Personally, while I think a lot of the hoopla surrounding Erlang/Elixir isn't wrong per se, I do think a lot of it is outdated. They'll say "We do X and nobody else does!" but while that may have been true 10-15 years ago, it isn't anymore. There's no performance reason to pick Erlang/Elixir over Go, for instance, and if you take the models of memory access back to Go there isn't a huge organizational reason either. What Erlang/Elixir force you to do, you can voluntarily do in other languages too. And I think that's become true across a lot of other of the putative "advantages"; it isn't that Erlang/Elixir aren't nice in some ways, but I do wonder how much of the recent push is stemming from people who are experiencing some of these capabilities for the first time and trusting the Erlang/Elixir storyline that they're unique, when in fact they are increasingly just table stakes for a new language nowadays rather than special characteristics unique to the BEAM family of languages.
This argument is older than dirt. I don't need Java, I can do all of this stuff in C (voluntarily). I don't need Y, I can do it in C++ voluntarily.
You don't control your team. It doesn't matter what you are willing to volunteer if it doesn't work unless the whole team does it. If it only works if everyone has to do it, that's not voluntary now, is it?
Every boundary that is by agreement only will constantly be pushed and pushed. Every time someone wants to leave early, or there's a production issue or a customer deadline, or they just don't want to. It's why size and speed are a constant fight at some places. Everything you fix is counteracted by ten other people who just don't care.
Either the system has to enforce the rule or your coworkers become enforcers. That's a shit job to begin with, and doubly so for introverts, who will either do too little or too much in the face of boundary testers.
Like immutability! :P
Jokes aside, I agree for basic concurrency you can get pretty far with other modern languages. I think it's what brings people's attention to Erlang/Elixir, but I don't think it's the most important differentiator. It also isn't the one that Erlang's community (I can't speak to Elixir) really touts, except as one that is easily understood by those outside of it.
The real benefit is fault tolerance. Everything about Erlang, the concurrency and distribution stories included, is built around fault tolerance. You need concurrency and distribution to be fault tolerant (can't have one bad process choking out others; can't have one bad machine taking the service down, etc). The immutability, the supervision tree, those also are about fault tolerance.
I've written production systems in Go. It scaled better with way less tweaking than the JVM based stuff we'd written previously required. But it wasn't nearly as resilient to failure, or as predictable, as the Erlang stuff I've run in prod was.
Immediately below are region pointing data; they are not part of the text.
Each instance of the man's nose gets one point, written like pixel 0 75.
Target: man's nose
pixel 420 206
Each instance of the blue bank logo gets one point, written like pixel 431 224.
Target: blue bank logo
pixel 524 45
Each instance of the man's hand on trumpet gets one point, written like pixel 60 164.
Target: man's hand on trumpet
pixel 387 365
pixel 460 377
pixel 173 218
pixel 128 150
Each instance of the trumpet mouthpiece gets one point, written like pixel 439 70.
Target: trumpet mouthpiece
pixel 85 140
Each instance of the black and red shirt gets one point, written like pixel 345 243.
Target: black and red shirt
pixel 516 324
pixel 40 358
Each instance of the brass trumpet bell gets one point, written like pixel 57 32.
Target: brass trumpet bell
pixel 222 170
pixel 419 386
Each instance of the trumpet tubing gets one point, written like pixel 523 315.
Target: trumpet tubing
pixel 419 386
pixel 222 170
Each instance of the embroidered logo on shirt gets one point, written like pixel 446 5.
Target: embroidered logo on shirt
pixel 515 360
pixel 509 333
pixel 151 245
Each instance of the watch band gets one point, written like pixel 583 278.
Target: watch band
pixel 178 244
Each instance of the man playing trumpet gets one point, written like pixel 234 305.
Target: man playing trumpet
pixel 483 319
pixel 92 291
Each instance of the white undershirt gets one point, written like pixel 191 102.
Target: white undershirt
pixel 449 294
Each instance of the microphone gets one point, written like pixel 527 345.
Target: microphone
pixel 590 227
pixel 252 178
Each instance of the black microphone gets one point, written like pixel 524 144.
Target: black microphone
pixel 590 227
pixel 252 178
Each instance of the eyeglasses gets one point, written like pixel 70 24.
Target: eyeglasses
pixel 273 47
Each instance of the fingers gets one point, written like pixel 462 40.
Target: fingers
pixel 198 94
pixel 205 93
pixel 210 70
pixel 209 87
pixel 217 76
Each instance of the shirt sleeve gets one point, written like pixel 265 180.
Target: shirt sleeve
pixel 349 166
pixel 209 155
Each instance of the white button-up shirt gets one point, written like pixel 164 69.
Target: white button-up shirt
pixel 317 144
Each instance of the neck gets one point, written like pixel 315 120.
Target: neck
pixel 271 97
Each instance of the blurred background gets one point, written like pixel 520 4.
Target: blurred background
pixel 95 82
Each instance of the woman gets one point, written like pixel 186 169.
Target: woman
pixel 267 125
This is part of what I mean; Erlang doesn't have access to special CPU instructions that make supervision trees possible. They're just code. There's no reason you can write them in other languages. It's not even particularly hard, unless you insist on exactly matching all the accidental details of the way Erlang implements them instead of implementing their essential details in a manner idiomatic to the base language.
the real key for erlang and later elixir's success was pervasive async io. this was a genuine advantage during erlang's peak but languages, runtimes and libraries like go, node and nio have caught up and surpassed the erlang vm
the truth is without that advantage almost everything in the erlang/elixir world is worse than more mainstream alternatives. there's some exceptions -- ecto is pretty good because it has one of the best written connection pooling implementations i've ever seen. i think both languages are pretty good and i still write the occasional thing in erlang for my own satisfaction but the world has moved on and elixir and especially erlang haven't innovated enough to have kept up
Seriously? You say this without providing examples?
I'm not aware of any other programming environment that has BEAM-like processes.
Not Go, not Java, not any other system I know.
I think you need to define worse here...unpredictable spikes in latency will give you plenty of headaches when trying to guess how much hardware you should throw at a service. Erlang's consistent latency here is what I would choose above everything that benchmark shows for almost every problem I've ever solved.
Going fast at all costs is not a desirable trait for my software and I suspect it isn't for most peoples software. I want predictable behavior that operates gracefully under extreme circumstances.